Autor de vasta obra, Erico Verissimo (1905-1975) é um dos grandes nomes da literatura brasileira. O tempo e o vento, dividido em três partes – O continente (1949), O retrato (1951) e O arquipélago (1961-2) – responde por sua produção de maior destaque (quem não leu, tem uma dívida cultural consigo mesmo, costumo afirmar), mas há outros romances que vale a pena conhecer, ler. Cito apenas O resto é silêncio, Noite e Incidente em Antares.
Um dos meus favoritos é Olhai os lírios do campo (1938). O médico Eugênio Fontes recebe a notícia de que Olívia, sua colega dos tempos de faculdade, com a qual manteve um relacionamento casual resultando na filha Anamaria, está num hospital prestes a morrer e quer vê-lo com urgência. Eugênio a trocara por Eunice, filha de um rico empresário, unicamente por interesse financeiro, tentando apagar da memória a vida miserável que tivera ao longo da infância e da juventude.
Na viagem até o hospital, percorre momentos marcantes de sua vida. Entre esses está um episódio ocorrido na escola. “Foi no pátio da escola, à hora do recreio, Eugênio abaixou-se para apanhar a bola de pano, e de repente atrás dele alguém gritou: – O Genoca tá com as carça furada no fiofó!”. A escola inteira caiu na gargalhada e em coro os colegas (a maioria bem aquinhoados) lhe impuseram dolorida humilhação. Eugênio mergulhou em profunda tristeza. Chorou. O pai era pobre, não havia dinheiro para comprar roupa melhor. A mãe certamente não havia visto o problema. Vivendo no meio da penúria, Eugênio se promete um outro patamar de vida, o que consegue pondo a busca de dinheiro acima de qualquer valor, como, por exemplo, o amor.
Publicidade
O episódio da infância de Eugênio, o Genoca, se assemelha à história de muitas pessoas. Era comum que calças furadas fossem remendadas com restos de tecido que estavam à mão, muitas vezes sem nenhuma afinidade. Não havia recursos para adquirir roupa nova; então, as mães consertavam até o aproveitamento final. Algumas, habilidosas, obtinham bom resultado; outras, sem preocupação estética maior, se contentavam com tapar o furo. Eu não me recordo de humilhações na escola, até porque praticamente todos estavam nas mesmas condições. Chinelos de dedo às vezes tinham mais arame do que borracha. Sapatos com sola rompida eram socorridos por pedaços de papelão ou jornal dobrado.

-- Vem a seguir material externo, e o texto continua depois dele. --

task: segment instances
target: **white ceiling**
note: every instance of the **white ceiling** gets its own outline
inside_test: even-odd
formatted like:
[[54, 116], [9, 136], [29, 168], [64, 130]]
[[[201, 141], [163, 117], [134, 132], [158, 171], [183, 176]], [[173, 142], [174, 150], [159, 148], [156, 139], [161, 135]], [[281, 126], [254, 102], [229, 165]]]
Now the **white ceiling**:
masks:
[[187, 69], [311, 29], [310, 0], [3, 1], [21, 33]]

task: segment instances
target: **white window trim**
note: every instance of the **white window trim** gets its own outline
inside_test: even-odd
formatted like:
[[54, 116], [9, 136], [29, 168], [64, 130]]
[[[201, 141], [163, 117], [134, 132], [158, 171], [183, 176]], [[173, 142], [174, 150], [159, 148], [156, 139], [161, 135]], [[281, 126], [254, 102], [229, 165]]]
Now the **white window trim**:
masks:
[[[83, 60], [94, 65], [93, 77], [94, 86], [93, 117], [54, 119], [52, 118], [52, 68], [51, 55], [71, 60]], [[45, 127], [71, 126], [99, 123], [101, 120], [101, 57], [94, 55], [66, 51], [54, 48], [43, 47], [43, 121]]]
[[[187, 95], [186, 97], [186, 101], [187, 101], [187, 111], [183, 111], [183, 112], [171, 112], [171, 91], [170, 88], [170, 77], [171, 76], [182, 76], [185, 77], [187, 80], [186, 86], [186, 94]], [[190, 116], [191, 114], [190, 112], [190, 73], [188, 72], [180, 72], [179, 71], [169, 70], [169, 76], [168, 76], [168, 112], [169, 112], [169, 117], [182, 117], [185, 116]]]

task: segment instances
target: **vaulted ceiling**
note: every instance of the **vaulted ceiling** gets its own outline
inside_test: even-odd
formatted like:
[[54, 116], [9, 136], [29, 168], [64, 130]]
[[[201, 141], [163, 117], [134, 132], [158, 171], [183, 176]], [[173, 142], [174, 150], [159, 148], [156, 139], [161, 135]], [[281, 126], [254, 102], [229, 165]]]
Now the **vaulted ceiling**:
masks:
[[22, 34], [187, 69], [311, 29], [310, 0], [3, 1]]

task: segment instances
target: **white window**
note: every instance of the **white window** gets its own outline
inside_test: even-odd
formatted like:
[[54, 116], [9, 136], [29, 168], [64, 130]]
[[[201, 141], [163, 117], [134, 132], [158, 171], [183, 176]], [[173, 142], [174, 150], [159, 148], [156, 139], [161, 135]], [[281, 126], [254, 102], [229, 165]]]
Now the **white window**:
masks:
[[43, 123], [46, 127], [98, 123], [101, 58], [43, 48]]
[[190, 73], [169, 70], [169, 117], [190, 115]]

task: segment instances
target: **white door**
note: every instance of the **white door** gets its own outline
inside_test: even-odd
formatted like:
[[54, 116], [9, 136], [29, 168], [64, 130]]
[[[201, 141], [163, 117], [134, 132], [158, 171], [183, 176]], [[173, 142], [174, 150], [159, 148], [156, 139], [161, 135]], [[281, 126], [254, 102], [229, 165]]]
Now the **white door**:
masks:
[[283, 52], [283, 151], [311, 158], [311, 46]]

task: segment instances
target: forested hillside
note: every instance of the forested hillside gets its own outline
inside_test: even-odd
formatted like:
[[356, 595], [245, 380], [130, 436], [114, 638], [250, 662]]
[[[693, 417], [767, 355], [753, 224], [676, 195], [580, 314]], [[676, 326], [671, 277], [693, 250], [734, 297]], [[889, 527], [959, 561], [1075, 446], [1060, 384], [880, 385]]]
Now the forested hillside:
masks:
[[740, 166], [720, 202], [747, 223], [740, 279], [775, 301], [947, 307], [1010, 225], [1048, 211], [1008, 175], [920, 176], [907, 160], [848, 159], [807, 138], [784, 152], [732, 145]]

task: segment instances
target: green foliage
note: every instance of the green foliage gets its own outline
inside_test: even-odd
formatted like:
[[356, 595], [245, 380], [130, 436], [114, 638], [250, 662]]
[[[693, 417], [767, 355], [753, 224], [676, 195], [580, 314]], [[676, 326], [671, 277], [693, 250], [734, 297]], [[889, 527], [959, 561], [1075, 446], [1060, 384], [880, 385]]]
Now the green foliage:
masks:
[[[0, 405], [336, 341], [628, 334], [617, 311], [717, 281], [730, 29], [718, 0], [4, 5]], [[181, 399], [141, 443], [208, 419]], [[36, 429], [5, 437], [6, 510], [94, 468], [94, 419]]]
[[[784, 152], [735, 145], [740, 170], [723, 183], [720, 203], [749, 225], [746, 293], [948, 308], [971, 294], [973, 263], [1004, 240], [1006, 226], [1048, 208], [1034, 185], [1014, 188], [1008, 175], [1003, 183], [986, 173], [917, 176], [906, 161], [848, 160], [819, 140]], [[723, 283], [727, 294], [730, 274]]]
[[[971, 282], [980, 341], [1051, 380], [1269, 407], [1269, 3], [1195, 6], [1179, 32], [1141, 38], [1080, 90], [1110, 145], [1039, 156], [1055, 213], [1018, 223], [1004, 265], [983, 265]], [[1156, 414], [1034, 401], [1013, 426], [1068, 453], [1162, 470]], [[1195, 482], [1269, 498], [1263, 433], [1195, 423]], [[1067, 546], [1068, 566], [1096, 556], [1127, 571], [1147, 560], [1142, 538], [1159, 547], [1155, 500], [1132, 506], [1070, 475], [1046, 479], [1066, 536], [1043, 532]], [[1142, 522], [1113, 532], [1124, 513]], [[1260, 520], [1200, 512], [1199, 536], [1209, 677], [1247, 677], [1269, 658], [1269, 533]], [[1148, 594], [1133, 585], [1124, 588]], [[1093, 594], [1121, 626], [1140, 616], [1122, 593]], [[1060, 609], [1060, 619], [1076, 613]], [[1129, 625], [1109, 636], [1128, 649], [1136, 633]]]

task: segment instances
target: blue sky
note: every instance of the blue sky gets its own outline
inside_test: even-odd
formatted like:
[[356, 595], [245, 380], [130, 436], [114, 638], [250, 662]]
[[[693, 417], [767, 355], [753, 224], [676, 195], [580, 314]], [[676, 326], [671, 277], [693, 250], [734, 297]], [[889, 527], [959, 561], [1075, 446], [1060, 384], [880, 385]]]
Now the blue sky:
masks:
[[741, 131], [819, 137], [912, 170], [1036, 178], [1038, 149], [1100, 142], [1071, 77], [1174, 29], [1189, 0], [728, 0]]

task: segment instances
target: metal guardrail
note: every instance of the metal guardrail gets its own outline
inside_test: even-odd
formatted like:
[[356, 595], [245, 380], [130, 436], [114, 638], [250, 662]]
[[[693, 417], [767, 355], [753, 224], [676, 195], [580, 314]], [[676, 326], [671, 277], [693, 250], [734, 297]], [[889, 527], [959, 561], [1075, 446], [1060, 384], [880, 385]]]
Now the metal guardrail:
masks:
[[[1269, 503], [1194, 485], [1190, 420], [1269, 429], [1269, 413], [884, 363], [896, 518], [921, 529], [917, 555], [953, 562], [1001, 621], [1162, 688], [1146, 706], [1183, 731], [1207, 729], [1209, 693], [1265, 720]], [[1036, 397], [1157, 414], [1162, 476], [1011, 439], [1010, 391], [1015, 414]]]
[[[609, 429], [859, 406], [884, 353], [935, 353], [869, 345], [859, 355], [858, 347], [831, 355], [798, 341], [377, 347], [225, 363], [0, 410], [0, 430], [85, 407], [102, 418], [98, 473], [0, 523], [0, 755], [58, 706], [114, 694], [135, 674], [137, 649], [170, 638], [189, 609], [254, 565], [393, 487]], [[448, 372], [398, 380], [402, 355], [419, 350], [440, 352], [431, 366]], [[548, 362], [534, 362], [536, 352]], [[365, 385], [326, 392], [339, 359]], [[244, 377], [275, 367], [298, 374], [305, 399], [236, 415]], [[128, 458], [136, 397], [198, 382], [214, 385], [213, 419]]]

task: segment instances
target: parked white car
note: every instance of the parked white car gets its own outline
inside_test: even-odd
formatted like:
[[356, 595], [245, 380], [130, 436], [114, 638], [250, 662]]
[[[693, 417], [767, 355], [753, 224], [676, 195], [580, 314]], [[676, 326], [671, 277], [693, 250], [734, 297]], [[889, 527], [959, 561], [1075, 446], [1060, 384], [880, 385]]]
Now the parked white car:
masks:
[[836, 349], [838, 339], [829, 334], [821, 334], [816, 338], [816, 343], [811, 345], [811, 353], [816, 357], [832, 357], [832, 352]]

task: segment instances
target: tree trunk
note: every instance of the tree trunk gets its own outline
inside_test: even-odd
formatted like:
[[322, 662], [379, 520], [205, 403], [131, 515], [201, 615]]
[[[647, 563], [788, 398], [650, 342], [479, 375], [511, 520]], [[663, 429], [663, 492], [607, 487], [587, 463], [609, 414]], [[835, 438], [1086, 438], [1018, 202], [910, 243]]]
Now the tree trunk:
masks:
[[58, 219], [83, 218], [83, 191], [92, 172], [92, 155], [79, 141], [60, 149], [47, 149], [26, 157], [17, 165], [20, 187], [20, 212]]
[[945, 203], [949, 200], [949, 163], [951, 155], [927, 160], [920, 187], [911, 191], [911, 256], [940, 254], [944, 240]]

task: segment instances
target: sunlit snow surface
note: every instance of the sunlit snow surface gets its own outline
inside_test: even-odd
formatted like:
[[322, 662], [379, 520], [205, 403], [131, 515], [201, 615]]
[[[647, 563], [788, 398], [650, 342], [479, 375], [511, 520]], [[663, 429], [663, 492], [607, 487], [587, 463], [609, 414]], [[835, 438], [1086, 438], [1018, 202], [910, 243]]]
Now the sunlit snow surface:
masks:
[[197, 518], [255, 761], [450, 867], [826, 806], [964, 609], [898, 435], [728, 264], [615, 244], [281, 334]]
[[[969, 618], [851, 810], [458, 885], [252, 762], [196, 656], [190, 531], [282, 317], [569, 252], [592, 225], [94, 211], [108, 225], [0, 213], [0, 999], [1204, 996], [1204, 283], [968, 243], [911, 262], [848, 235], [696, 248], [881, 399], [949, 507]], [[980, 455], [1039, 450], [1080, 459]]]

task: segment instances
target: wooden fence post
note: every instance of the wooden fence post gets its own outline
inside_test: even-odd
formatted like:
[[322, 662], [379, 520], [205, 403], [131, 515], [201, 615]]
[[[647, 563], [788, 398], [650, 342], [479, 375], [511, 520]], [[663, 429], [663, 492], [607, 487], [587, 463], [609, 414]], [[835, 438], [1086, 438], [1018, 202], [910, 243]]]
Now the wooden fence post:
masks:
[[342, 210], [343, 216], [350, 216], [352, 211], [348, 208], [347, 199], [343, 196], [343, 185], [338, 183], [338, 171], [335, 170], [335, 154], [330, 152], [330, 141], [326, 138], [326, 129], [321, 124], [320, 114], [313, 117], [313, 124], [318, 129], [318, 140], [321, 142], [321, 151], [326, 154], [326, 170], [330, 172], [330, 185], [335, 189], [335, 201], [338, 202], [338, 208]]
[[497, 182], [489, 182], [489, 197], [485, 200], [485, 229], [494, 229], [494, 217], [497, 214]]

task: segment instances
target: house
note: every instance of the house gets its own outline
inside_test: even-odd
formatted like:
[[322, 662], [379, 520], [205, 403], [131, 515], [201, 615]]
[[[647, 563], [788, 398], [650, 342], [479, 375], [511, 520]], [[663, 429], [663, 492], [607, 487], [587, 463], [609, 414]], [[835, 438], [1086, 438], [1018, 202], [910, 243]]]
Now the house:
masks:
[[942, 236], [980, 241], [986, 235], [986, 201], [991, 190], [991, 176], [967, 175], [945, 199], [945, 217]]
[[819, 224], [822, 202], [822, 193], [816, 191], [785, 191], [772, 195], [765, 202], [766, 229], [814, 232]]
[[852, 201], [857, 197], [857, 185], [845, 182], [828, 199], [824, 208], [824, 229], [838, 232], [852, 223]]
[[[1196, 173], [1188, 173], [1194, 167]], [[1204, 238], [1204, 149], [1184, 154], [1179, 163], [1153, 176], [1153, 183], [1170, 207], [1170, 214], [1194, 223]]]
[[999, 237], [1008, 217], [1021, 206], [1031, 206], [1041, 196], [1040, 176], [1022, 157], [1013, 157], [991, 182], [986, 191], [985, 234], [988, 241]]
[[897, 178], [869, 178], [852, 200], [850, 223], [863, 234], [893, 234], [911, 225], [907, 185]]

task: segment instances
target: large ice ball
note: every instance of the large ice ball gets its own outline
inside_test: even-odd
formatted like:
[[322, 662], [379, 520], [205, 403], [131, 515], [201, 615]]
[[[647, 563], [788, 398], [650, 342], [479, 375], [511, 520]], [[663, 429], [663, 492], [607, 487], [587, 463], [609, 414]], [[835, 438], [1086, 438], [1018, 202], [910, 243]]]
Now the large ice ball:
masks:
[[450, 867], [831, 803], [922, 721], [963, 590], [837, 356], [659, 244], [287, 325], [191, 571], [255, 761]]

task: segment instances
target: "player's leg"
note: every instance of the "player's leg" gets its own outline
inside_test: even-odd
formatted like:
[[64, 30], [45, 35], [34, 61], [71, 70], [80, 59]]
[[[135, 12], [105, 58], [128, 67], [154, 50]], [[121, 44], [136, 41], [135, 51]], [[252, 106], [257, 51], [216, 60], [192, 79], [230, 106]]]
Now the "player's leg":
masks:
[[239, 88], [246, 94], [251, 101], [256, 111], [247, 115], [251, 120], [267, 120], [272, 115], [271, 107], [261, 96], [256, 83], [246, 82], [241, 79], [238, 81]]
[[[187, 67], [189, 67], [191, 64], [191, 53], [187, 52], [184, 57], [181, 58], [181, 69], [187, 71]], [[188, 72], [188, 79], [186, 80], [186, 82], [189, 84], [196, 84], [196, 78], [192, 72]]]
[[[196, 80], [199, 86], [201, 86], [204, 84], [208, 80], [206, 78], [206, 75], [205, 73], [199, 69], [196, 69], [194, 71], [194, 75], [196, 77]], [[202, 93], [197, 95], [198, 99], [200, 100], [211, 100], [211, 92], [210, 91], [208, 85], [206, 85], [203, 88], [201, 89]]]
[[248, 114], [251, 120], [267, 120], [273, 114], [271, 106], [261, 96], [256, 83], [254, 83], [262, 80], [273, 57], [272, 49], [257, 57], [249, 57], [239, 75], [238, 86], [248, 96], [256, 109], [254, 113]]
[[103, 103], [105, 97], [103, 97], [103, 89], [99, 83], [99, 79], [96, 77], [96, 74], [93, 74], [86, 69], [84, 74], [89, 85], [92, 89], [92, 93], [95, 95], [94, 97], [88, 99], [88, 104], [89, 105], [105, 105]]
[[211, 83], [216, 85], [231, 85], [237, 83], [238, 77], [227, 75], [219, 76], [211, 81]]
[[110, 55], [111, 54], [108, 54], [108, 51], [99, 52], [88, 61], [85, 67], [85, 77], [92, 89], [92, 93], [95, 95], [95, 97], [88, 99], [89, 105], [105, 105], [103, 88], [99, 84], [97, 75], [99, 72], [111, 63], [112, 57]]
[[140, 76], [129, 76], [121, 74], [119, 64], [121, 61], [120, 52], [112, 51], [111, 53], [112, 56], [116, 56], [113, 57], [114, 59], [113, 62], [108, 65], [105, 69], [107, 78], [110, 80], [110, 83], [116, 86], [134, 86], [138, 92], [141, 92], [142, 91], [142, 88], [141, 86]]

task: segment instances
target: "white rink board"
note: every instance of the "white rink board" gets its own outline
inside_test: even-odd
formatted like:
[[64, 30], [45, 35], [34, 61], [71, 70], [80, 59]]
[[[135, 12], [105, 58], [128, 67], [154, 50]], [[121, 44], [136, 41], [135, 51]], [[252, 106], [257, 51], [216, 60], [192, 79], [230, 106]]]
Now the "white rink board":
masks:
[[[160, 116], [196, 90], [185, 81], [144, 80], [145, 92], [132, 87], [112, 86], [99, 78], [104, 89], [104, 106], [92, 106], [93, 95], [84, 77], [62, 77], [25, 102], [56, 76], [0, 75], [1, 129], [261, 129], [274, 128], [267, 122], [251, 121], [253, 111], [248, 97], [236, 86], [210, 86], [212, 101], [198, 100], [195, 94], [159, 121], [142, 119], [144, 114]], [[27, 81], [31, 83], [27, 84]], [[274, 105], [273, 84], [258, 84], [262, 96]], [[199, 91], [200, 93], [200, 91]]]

E eis que a passagem do tempo autorizou a calça rasgada. Quando a indústria ainda não se dera conta desse fenômeno, muitos customizavam a peça, passando horas lixando alguma parte até aparecer a requerida fissura final. No princípio, sinal de rebeldia ou provocação, agora moda generalizada e universal. Quem, principalmente entre os jovens, não vestir um jeans sem ao menos seis ou sete frestas, está fora de moda. Calça rompida, hoje, é símbolo de modernidade, autoafirmação, juventude. Em vez de vaiado, Genoca seria aplaudido, copiado, invejado. Teria sua revanche.
Talvez a moda não caia bem para todos, não agrade a muitos, que a desaprovam. Que cada um se vista da forma que melhor lhe convier, todavia sem esquecer uma passagem da Obra poética, do poeta latino Horácio: “Não se atribua a um jovem o quinhão (a parte) da velhice, nem a um menino o de um adulto; a personagem manterá sempre o feitio próprio e conveniente a cada quadra da vida.”
Publicidade
LEIA MAIS COLUNAS DE ELENOR SCHNEIDER
This website uses cookies.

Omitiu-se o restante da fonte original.